GPT4 costs are ridiculously cheap for the value you get out of it. Any other company wouldn’t even release it to the public like they’ve done

[+] pyeri|2 years ago|reply
In today's world, "Science equals Capitalism".

Or at least Science is allowed to progress and get funded only as long as it serves the interest of Capitalism.

[+] michaelcampbell|2 years ago|reply
> We'll keep the science a secret and try to pressure the government into making it illegal for you to compete with us.

This is essentially the Capitalist Credo, expressed in practical vs theoretical terms.

[+] ChildOfChaos|2 years ago|reply
You forgot to link where I can buy your tin foil hat at the end.
[+] imdsm|2 years ago|reply
> "Open" AI, a charity to benefit us all by pushing and publishing the frontier of scientific knowledge. > Nevermind, fuckers, actually it's just to take your jobs and make a few VCs richer. We'll keep the science a secret and try to pressure the government into making it illegal for you to compete with us.

1. I don't think this is the right place for this kind of content, perhaps find your way back to Twitter or Reddit

2. Have you contributed funds to OpenAI? If not, where did your sense of entitlement come from?

3. What makes you think that any of what OpenAI has produced and provided would be available without funding? I assume the answer to 1 above will be no, so, how do you expect them to build without funds?

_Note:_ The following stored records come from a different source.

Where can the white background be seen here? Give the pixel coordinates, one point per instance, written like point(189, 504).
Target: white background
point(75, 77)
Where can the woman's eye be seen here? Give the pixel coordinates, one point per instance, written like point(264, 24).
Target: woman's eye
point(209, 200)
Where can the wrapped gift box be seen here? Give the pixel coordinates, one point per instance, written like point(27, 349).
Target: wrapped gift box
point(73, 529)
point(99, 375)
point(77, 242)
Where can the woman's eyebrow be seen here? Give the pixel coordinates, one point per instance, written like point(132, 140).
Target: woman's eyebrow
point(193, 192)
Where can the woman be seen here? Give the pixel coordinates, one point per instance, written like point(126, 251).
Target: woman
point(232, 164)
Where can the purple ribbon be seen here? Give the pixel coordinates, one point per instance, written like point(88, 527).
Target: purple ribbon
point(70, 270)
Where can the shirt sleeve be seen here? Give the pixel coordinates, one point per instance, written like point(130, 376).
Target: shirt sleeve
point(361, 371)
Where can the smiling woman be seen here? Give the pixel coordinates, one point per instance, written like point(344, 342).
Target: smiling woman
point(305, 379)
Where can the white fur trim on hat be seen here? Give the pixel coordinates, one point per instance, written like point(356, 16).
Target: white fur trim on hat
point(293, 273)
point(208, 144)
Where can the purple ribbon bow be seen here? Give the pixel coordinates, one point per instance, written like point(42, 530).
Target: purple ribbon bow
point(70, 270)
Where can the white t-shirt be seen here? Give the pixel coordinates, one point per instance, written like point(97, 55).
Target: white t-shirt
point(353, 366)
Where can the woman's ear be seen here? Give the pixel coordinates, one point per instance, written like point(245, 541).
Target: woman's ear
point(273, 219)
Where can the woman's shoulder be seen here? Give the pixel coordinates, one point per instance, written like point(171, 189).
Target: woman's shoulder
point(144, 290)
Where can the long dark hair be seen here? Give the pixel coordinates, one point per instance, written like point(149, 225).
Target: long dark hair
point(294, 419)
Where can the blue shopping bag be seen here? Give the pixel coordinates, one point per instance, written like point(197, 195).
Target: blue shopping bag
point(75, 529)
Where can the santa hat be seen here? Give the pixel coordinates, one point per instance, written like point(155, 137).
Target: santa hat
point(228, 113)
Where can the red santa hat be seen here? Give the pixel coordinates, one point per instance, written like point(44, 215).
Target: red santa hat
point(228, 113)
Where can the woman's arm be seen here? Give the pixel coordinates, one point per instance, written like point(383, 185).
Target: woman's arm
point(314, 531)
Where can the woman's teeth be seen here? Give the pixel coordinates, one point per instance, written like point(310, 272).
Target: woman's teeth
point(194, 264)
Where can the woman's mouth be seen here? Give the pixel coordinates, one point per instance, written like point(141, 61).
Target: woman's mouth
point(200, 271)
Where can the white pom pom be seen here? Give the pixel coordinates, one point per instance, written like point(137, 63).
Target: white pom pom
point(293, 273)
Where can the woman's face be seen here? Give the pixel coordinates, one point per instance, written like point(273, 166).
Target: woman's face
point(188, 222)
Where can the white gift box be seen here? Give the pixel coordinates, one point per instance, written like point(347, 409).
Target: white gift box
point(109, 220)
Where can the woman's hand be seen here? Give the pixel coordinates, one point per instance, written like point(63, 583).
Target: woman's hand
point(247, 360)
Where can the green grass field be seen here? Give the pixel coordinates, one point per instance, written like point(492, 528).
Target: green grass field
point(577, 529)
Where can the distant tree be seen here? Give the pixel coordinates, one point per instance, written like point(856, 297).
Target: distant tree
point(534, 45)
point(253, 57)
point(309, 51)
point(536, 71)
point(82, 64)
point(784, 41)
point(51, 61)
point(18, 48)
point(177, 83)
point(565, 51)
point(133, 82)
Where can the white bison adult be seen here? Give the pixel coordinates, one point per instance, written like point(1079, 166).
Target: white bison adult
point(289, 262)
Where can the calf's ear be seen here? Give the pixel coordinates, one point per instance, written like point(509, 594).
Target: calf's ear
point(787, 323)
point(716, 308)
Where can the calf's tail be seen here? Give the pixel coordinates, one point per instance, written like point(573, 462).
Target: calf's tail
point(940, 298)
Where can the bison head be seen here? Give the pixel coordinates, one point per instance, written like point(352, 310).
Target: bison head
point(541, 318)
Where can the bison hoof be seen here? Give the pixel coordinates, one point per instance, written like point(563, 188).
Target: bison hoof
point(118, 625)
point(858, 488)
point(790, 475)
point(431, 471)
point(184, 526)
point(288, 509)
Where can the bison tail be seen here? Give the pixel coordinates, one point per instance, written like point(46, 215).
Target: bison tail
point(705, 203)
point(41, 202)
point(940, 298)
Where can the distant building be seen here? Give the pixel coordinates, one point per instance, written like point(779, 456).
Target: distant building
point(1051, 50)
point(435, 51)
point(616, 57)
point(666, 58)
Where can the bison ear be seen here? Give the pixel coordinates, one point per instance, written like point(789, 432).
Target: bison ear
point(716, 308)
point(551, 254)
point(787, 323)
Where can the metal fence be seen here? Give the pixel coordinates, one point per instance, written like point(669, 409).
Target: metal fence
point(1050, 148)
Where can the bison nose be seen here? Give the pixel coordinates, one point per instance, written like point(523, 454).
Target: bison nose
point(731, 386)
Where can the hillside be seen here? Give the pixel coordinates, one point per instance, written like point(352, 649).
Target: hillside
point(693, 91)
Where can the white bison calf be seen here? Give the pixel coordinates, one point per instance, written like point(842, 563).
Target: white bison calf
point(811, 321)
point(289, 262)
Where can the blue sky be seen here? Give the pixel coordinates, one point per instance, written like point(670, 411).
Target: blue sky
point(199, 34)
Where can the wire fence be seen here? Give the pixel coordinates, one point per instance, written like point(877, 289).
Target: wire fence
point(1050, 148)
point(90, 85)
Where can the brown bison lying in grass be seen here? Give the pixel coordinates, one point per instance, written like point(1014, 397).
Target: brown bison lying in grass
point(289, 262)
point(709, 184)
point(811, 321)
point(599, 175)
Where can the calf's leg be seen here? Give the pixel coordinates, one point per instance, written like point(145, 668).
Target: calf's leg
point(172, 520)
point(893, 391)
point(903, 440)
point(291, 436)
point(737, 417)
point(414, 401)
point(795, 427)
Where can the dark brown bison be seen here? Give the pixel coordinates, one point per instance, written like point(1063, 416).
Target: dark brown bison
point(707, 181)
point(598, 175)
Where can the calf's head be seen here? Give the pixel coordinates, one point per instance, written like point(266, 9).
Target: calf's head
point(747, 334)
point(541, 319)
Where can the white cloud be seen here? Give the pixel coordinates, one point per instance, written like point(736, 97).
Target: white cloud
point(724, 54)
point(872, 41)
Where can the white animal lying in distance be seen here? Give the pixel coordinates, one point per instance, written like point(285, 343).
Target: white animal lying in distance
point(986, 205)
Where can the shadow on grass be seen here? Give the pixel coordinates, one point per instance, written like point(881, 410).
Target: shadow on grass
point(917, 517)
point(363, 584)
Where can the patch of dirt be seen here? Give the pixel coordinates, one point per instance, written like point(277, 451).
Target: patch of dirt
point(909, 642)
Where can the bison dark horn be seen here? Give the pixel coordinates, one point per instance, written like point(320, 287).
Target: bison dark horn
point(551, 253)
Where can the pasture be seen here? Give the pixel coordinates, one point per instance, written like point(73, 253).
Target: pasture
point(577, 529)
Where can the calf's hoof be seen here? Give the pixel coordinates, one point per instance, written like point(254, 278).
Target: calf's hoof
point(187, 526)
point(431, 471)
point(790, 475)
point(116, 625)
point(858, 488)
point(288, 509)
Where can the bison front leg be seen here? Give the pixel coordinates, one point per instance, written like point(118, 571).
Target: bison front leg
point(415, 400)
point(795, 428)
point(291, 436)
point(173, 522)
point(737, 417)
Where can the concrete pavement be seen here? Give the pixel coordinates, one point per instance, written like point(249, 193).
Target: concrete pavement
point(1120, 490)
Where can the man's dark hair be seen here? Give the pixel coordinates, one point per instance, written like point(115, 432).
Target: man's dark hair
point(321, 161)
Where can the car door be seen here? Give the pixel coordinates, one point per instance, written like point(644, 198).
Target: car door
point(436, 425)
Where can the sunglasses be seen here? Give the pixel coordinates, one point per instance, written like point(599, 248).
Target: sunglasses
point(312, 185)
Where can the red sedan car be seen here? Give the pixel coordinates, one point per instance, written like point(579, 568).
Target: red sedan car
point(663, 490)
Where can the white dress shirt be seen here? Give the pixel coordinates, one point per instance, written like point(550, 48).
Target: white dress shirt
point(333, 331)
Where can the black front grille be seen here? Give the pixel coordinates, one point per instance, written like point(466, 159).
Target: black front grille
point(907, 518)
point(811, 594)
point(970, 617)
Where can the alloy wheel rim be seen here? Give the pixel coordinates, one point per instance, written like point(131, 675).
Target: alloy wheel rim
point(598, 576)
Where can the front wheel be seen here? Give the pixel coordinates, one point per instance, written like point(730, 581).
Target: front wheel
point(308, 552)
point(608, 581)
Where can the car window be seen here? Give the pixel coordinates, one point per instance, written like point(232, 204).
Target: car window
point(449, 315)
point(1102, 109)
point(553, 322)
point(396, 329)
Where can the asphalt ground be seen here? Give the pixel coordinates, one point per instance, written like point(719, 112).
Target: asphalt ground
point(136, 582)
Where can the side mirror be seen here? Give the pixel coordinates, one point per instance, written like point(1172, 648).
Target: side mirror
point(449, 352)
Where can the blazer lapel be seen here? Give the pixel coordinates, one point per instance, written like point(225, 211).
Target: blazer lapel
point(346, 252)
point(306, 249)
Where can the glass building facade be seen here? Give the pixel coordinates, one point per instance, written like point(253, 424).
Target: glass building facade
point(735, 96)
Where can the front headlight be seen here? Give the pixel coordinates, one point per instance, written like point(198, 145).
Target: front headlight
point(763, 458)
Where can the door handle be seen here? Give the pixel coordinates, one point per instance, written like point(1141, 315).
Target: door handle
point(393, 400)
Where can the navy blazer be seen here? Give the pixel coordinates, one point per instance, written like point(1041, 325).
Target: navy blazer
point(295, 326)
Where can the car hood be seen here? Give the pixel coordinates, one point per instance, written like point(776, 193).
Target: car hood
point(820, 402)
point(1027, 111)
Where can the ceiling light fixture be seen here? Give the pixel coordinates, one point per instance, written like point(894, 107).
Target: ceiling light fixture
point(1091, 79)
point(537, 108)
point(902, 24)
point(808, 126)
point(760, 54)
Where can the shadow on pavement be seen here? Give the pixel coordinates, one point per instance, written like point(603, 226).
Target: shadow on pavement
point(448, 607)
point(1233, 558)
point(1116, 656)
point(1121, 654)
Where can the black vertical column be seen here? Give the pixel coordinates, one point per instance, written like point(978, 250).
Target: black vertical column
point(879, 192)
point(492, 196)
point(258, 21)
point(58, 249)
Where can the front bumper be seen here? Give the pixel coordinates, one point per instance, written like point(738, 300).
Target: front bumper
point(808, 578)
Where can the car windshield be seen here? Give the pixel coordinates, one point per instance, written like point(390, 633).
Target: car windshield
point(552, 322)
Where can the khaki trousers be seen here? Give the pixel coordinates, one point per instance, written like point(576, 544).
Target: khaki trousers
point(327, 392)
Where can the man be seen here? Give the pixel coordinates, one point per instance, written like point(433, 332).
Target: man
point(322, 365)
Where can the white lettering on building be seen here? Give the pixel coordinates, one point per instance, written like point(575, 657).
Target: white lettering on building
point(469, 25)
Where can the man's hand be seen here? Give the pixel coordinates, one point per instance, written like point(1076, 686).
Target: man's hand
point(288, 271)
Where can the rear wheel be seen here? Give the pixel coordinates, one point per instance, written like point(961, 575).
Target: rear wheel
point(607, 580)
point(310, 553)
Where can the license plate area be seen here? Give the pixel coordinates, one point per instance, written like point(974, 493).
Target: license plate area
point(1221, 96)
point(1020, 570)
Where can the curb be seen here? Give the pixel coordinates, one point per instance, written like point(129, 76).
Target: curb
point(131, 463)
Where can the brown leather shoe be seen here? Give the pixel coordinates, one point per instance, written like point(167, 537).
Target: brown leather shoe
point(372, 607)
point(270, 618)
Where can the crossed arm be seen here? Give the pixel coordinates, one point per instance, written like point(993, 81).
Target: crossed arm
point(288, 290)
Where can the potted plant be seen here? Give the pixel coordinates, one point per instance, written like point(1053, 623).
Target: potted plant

and 4. What's stopping you from creating what you thought OpenAI should be? Feel free. Nobody stopping you.

[+] BoorishBears|2 years ago|reply
Why the vitriol towards OpenAI?

If Elon hadn't pulled the rug out from under them after they refused his forceful takeover*, they wouldn't have had to go to Microsoft and they'd still be open.

* a takeover which he predicated on the claim that OpenAI was "doomed to fail"

[+] qwertox|2 years ago|reply
> This, of course, is “only” a batch size of 7.5 million tokens per expert due to not every expert seeing all tokens.

> Mixture of Expert Tradeoffs: There are multiple MoE tradeoffs taken: For example, MoE is incredibly difficult to deal with on inference because not every part of the model is utilized on every token generation.

Are these experts able to communicate among them in one query? How do they get selected? How do they know who to pass information to?

Would I be able to influence the selection of experts by how I create my questions? For example to ensure that a question about code gets passed directly to an expert in code? I feel silly asking this question, but I honestly have no idea how to interpret this.

[+] l33tman|2 years ago|reply
You shouldn't take the "mixture of experts" too literally, it's yet another architecture to use internally for a gradient descent optimized graph of ops.

I obviously don't know how GPT-4 do it (or if it even does it) but think of partitioning your network into a couple of very isolated sub-graphs (the "experts"), and add another learnable network between the input tokens and the experts, that learns to route tokens to 1 or more expert sub-graphs. Then the gain is that you can potentially ignore running the unused sub-graphs completely for that token, and you can distribute them on other GPUs as except for the input and output they are independent of each other.

It all depends on the problem, data, and if the gradient descent optimizer can find a way to actually partition the problem usefully using the router and "experts".